The sleep study by Dr Sören Berg, University Hospital of Lund investigated what effects an improved room acoustics had on objective sleep quality. Even though no such research has been performed before, the hypothesis was that improved room acoustics would lead to lesser fragmentation of sleep when subjects were sleeping under noisy conditions. Objective sleep quality was assessed by EEG. Through this information it is possible to derive the quality of sleep as well as the distribution of the sleep stages (1-4 and REM).
12 young students (20-25 years) acted as subjects in the study. The slept three nights in an unused department in an small hospital in the south of Sweden. During all the night the were subjected to 12 environmental sounds in the range of 27-58 dB (A). The first night was used to get the subjects used to the electrodes, the bed etc, and no EEG data was recorded.
The second night the room was equipped with a sound reflective ceiling (gypsum board with Akutex T paint) that was impossible to distinguish from standards Ecophon ceilings. The subjects were unaware about the modifications to the environment.

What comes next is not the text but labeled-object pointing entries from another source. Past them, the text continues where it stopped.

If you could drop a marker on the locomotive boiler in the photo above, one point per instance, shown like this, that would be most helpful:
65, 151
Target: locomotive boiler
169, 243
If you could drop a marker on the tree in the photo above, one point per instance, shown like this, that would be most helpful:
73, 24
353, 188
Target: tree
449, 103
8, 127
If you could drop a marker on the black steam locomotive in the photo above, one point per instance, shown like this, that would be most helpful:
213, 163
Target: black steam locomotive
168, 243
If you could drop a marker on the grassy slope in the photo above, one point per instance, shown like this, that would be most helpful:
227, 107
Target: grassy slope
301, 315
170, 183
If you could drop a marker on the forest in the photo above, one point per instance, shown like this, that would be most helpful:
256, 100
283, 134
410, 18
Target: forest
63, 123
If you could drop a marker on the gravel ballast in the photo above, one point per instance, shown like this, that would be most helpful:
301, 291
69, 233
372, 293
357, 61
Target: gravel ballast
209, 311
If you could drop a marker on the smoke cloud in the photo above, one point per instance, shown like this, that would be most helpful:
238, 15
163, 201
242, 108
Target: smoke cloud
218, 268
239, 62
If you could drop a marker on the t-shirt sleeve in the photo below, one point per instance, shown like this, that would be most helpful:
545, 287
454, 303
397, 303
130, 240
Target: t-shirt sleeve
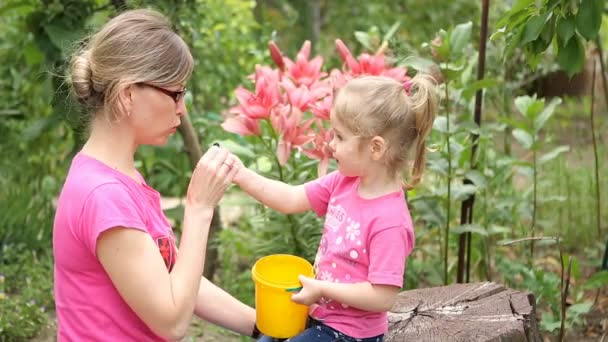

The third night the room was equipped with a sound absorbing ceiling and all the other procedures were repeated. In the room used for the study the use of a sound absorbing ceiling did not affect the noise level in the room. The average improvement in the reverberation time was 0,12 seconds giving the room a reverberation time of approximately 0,4 seconds.
What did the study show?
In the situation with short reverberation time (sound absorbing ceiling) sleep was less disturbed by the 12 environmental sounds. This means that sleep was less fragmented, i.e. caused less EEG defined awakenings.
The findings suggests that a room with a short reverberation makes it possible to ”shield of” sound during sleep. When sound appears in a room like this it might be perceived ass less threatening and our brain sees no point in waking the person up or increasing the level of activation for the individual.
Impact of reduced reverberation time on sound-induced arousals during sleep, Sleep, 2001 May 1, 24(3):289-92.